Staff and Students Dig for the Truth
Students protest against the closure of the University of Birmingham's Institute of Archaeology and Antiquity (IAA)
Calls of “shame” filled University Square last Wednesday as staff and students gathered in protest against the University’s decision to close the Institute of Archaeology and Antiquity (IAA), where a reduction of funding in the department will have a massively negative effect on current and prospective students in the area. Furthermore, the proposal is forcing staff members in the department to question the certainty of their future at the University with a possible 17 compulsory redundancies.
Almost comically, the Save The IAA Campaign’s protest simultaneously coincided with Vice-Chancellor, David Eastwood’s visit to Chicago where he was presenting and publishing the work of the department. Despite hailing their renowned work, he has initiated such a far-reaching threat. It is nothing more than hypocrisy and a method to build his and the University’s international reputation.
With over 1800 people having signed the official petition (something Simon Furse tells us spans 30 metres if laid out) and a turnout of around 200 people to the protest, it is evident that this campaign has a vast amount of support outside of the IAA department. Following cuts made to the Sociology department, students have recognised what effects actions like this will have, and that the decisions are not contained.

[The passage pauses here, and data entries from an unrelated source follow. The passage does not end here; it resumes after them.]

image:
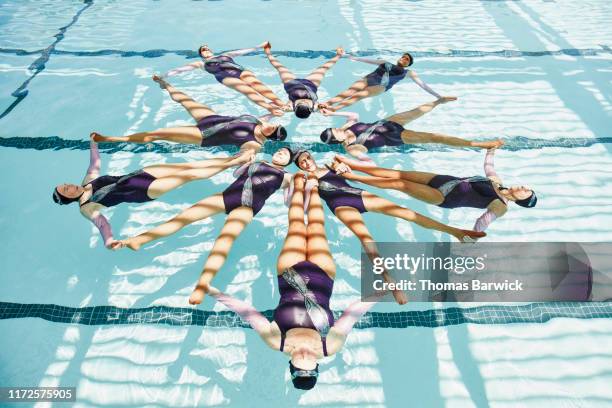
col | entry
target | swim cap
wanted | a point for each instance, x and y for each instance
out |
(302, 110)
(297, 155)
(411, 57)
(61, 200)
(303, 379)
(528, 202)
(291, 154)
(279, 134)
(327, 137)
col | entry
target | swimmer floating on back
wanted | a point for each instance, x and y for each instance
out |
(241, 201)
(98, 192)
(246, 132)
(235, 76)
(358, 137)
(380, 80)
(303, 324)
(302, 92)
(348, 203)
(449, 191)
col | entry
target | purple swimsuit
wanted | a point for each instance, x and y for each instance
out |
(301, 89)
(475, 192)
(223, 67)
(387, 75)
(253, 187)
(336, 192)
(305, 290)
(112, 190)
(378, 134)
(220, 130)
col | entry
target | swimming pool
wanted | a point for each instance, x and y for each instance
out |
(536, 73)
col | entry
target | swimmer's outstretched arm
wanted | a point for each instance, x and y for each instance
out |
(489, 168)
(343, 326)
(413, 75)
(184, 68)
(497, 208)
(248, 313)
(102, 224)
(351, 117)
(494, 211)
(366, 60)
(237, 53)
(93, 171)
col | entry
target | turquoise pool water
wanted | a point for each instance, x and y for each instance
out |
(537, 73)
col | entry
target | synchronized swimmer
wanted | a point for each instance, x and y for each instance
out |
(303, 324)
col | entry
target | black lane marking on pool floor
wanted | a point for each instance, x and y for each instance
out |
(57, 143)
(312, 54)
(40, 63)
(183, 316)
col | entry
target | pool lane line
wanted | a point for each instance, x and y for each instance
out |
(183, 316)
(517, 143)
(40, 63)
(312, 54)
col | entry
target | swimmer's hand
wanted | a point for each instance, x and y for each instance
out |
(341, 168)
(242, 158)
(489, 144)
(115, 245)
(446, 99)
(162, 83)
(324, 106)
(400, 297)
(274, 110)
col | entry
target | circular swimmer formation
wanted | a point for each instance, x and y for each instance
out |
(303, 325)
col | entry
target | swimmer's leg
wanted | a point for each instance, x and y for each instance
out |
(381, 205)
(284, 73)
(202, 209)
(354, 222)
(294, 247)
(248, 91)
(260, 87)
(317, 247)
(414, 137)
(183, 134)
(357, 86)
(235, 223)
(404, 117)
(357, 96)
(197, 110)
(171, 176)
(318, 74)
(419, 191)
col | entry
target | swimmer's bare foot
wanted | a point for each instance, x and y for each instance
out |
(241, 158)
(399, 295)
(299, 180)
(96, 137)
(133, 243)
(468, 235)
(160, 81)
(489, 144)
(276, 111)
(446, 99)
(197, 296)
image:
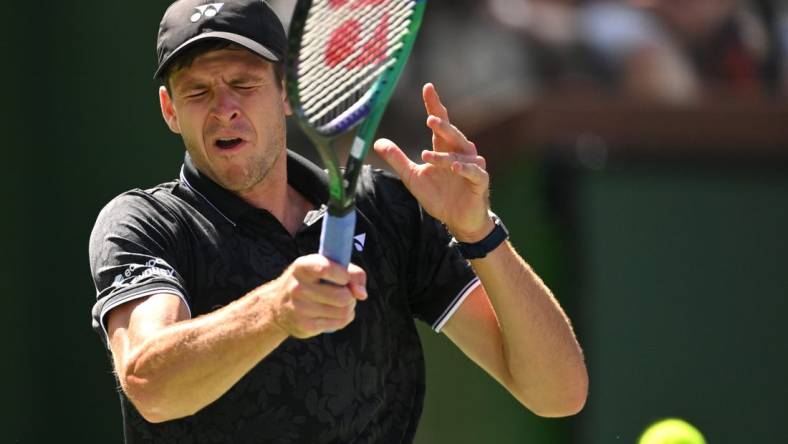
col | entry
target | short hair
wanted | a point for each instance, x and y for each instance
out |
(187, 57)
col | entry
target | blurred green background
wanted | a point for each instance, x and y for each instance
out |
(672, 266)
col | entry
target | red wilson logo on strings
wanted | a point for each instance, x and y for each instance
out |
(364, 42)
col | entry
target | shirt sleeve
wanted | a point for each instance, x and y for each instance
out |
(131, 254)
(435, 277)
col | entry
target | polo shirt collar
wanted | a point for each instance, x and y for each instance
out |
(303, 175)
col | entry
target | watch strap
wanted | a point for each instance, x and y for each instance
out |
(480, 249)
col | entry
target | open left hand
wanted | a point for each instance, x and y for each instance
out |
(452, 184)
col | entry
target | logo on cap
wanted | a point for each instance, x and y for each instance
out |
(208, 10)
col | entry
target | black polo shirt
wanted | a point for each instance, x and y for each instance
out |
(362, 384)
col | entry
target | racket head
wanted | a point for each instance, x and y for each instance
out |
(344, 58)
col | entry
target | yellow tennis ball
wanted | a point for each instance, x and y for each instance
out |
(672, 431)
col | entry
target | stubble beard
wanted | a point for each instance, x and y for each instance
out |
(249, 174)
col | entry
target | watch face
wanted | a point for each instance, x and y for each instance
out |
(480, 249)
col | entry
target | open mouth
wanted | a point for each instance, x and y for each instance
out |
(229, 143)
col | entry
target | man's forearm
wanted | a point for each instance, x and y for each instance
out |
(544, 360)
(177, 370)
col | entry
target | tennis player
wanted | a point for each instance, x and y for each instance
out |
(225, 327)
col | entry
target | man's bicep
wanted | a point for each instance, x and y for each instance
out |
(130, 324)
(474, 329)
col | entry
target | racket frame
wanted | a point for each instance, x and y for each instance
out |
(338, 225)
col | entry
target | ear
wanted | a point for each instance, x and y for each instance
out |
(285, 102)
(168, 110)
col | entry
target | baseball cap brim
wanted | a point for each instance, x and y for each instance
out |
(218, 35)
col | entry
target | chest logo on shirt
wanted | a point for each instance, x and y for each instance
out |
(358, 241)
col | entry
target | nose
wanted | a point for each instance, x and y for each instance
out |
(225, 106)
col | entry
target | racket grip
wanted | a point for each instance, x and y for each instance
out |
(336, 237)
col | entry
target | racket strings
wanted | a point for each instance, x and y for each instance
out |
(372, 50)
(315, 40)
(316, 71)
(337, 67)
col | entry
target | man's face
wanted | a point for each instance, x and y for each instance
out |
(230, 110)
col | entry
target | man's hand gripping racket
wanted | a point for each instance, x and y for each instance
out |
(344, 59)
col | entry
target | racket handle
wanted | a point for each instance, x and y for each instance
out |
(336, 237)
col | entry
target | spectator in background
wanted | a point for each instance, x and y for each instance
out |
(673, 51)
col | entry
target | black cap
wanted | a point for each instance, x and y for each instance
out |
(249, 23)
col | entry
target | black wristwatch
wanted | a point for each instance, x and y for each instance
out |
(478, 250)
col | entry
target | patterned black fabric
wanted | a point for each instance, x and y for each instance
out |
(362, 384)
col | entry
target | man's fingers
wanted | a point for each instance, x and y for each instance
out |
(394, 156)
(432, 102)
(445, 160)
(473, 173)
(314, 268)
(311, 309)
(447, 137)
(358, 282)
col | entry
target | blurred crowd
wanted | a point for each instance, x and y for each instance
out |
(492, 57)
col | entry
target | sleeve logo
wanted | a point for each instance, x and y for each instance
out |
(134, 273)
(208, 10)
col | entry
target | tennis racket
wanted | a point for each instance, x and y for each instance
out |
(344, 59)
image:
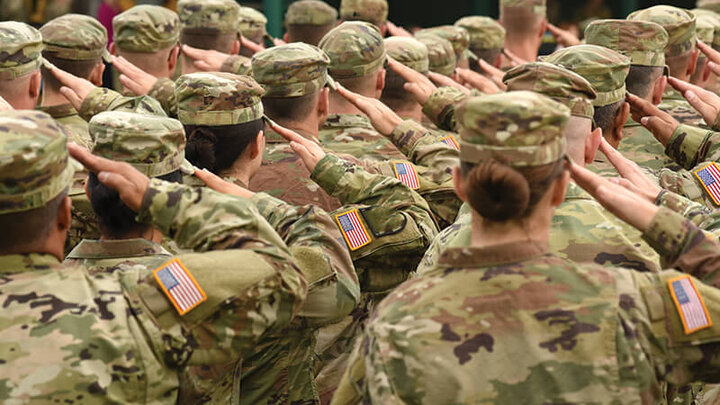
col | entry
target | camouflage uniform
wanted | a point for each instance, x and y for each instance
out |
(680, 26)
(148, 29)
(513, 307)
(120, 336)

The closure of this department would set a dangerous precedent for other departments at the University, with minds immediately drawn to the futures of the Social Sciences, Law and Business. Despite the University’s colossal turnover of £125 million in the previous five years, and the trebling of tuition fees, we are expected to sit back and accept the possible closure of these departments.
Simon Furse, Guild Vice President (Education) branded the University as having “real contempt for students”, and “keeping students in the dark” about the process by holding the consultation during the summer break.
The attitude was no different within the crowds; it was clear that the same thought was on everyone’s minds, despite their course or their position. Theology PHD Student, Will said it seemed that “once they’ve finished cutting Archaeology, they’ll cut other courses which don’t seem so lucrative”.
Meanwhile, also amongst the protestors, was Robert Killick OBE, who studied Archaeology at PHD level in the 1980s. Asked why he was at the protest, he said “I am here to support my fellow Archaeologists. It is a disgrace the University is closing such an illustrious institute, one that has many achievements to its name and is often reported in national press”.
Well-supported and a success, the march began at the Main Library before heading to the Vice-Chancellor’s Office in the Aston Webb building (where protestors were, hilariously, greeted with a small police presence) before returning to the main library.
It is appalling and disgusting that the University are considering such destructive action against such a fantastic department at the University, seriously affecting both students’ and staffs’ futures. These decisions are life-changing and it’s not something we should sit back and accept.